Over the past 12 months I have undertaken extensive research asking some of Australia”s leading businessmen simply: “What irritates you the most when working with women?” Two points I heard over and over again will not surprise you:
- They go into too much unnecessary detail.
- They are too emotional and take things too personally.
Be Aware of What You Say
Because women tend to be more focused on relationship and rapport building they usually use quite different language to men.
Therefore, those men who are more focused on information and status perceive these women as being indecisive and sometimes weak, simply because of their different language patterns.
A good example is the use of tag endings such as “don’t you think?”, “isn’t it?” and “is that OK?” at the end of a sentence. Such phrases tend to make you sound unsure of yourself – even if you’re not !
On the other hand such phrases are excellent tools when you want to build rapport or get agreement. So what is the answer ?
I have noticed that many successful businesswomen have learnt to use the more succinct, direct male style of speaking when needed, and in the next breath revert to being sympathetic, helpful or collaborative when that was the style needed to get results.
A Common Male Ritual
Have you noticed how men generally interact? It is common for them to banter, joke, tease and use playful put-downs. This type of behaviour is reminiscent of the school playground where boys hang out in groups and have an obvious hierarchy.
Boys learn that status is important – someone is always the perceived leader while the others are jostling for that position.
American linguist Deborah Tannen says that boys learn early on to state their opinions in strong terms and find out if they are wrong by seeing if others challenge them. She refers to this as a ”ritual fight”. Tannen’s research clearly shows that boys tend to jockey for centre stage, challenge those who get it and deflect challengers. Giving orders are ways of maintaining higher status.
These ”ritual fights” are also common in business. They present their ideas in the most certain and absolute form they can and wait to see if they are challenged. Being forced to defend an idea proves an opportunity to test it. Men also use this approach to play devil’s advocate.
They believe that by challenging someone else’s idea by questioning its validity and finding fault, is a way of helping their colleague test and explore their ideas. This style works effectively with other men because they understand the ritual, however, if you are unaccustomed to it, as most women are, then this style can be very confronting and upsetting.
Sound familiar? How much of this behaviour do you observe in the work place?
Time and time again I have noticed men in meetings arguing, fighting and abusing each other. But as soon as the meeting is over it is as if nothing has happened. They may go off and have a drink together, slap each other on the back or share a joke.
A less experienced woman who has just been part of the same meeting is likely to leave feeling hurt and upset.
A more experienced female approach is to support and encourage each other. And because women tend to focus more on ”feelings” than ”tasks” it is natural that they are more inclined to take things personally and are therefore perceived as being more ”emotional”.
However, the women who hold their own in any business situation are those who understand that this type of competitive behaviour is really just a game for men. By separating the business at hand from their personal feelings they are able to meet the men on their own terms.

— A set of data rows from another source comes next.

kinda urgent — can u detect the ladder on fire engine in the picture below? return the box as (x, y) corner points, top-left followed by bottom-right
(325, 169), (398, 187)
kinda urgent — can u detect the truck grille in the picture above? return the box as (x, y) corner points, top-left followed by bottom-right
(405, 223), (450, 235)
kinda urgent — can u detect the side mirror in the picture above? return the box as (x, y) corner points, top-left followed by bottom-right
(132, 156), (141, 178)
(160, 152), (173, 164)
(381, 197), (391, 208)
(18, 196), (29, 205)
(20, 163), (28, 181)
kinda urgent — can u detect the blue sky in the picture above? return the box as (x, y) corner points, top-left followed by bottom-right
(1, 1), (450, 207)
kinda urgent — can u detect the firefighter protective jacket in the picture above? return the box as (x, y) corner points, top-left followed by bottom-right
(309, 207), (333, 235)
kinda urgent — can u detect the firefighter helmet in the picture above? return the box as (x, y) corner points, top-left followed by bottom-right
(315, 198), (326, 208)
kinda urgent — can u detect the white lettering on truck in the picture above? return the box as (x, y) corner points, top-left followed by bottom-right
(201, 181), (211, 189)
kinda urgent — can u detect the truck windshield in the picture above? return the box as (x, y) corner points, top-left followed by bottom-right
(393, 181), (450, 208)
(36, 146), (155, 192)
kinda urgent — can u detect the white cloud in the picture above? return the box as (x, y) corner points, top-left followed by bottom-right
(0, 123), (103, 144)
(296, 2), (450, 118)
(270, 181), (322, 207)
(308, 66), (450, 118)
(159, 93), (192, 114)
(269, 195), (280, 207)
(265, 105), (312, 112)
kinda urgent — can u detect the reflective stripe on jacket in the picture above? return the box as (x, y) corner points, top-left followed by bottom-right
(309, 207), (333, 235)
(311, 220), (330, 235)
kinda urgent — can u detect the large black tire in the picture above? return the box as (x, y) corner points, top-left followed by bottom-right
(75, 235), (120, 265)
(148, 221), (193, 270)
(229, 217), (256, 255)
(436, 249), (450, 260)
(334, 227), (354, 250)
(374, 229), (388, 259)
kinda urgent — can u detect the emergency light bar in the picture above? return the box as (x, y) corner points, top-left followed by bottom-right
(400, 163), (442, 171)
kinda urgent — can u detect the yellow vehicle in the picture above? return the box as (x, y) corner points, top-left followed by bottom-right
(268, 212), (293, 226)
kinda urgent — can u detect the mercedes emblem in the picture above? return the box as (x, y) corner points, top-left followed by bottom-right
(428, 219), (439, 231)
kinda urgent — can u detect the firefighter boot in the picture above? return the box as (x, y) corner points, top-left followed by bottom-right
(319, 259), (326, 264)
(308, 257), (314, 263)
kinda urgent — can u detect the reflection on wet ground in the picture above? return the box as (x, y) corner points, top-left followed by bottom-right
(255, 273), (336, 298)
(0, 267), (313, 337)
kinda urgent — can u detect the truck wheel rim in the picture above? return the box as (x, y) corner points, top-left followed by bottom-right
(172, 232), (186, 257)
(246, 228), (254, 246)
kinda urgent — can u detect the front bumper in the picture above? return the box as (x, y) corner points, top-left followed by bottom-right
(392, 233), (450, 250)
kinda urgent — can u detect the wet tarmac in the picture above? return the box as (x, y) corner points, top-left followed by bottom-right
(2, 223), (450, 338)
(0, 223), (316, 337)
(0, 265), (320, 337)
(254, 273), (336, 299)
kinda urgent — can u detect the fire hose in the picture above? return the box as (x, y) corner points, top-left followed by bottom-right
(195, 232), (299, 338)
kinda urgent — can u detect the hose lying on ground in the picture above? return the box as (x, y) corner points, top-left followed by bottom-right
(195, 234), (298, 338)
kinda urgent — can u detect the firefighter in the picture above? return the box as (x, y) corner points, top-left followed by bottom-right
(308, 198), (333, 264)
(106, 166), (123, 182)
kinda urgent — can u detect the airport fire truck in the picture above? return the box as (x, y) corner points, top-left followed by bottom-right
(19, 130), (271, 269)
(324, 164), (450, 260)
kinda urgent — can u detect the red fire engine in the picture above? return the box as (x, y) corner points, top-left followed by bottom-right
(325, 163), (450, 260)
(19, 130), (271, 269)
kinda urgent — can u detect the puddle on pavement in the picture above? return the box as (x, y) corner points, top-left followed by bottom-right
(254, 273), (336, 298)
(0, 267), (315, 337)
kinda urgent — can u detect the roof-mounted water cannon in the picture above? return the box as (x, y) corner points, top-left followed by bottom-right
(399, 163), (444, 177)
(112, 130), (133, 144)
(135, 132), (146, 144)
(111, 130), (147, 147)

So as you think about the differences, you should begin to realise why men find it so difficult to understand and why women take things so personally – they don’t, and genuinely cannot understand why women do! It is a classic example of one of the major differences between men and women – feelings versus logic, it can be as simple as that.
Be Direct and Logical
Have you noticed that most men are direct in their communication and like to get straight to the point? In contrast, the typical female style is to go into a lot of detail, like telling a story. This usually drives men crazy and simply reinforces their belief that women can”t focus on the task at hand.
I recently observed just how damaging this storytelling style can be. It was a management meeting where the newly appointed human resources manager had to report on the processes she had implemented to handle the recruitment of junior staff.
What should have been a five minute report setting out the recommended procedure and time line, turned out to be a long-winded story on everything she had done and who she had spoken to and what they said and how she thought about it and then what she did and how she put it together and then how she spoke to tell stories.
In fact, stories are a very powerful way to illustrate a point. However, start to monitor how you speak and what you say. Notice how the men around you respond. Are they just looking for the bottom line?
A final point: all senior men I interviewed said, without exception, that it is the women who maintain their femininity while being professional and business-like, who get ahead.
By not trying to be ”one of the boys” or even worse, trying to prove they are better than the men, these women get the support of their male colleagues and find it a lot easier to climb the corporate ladder.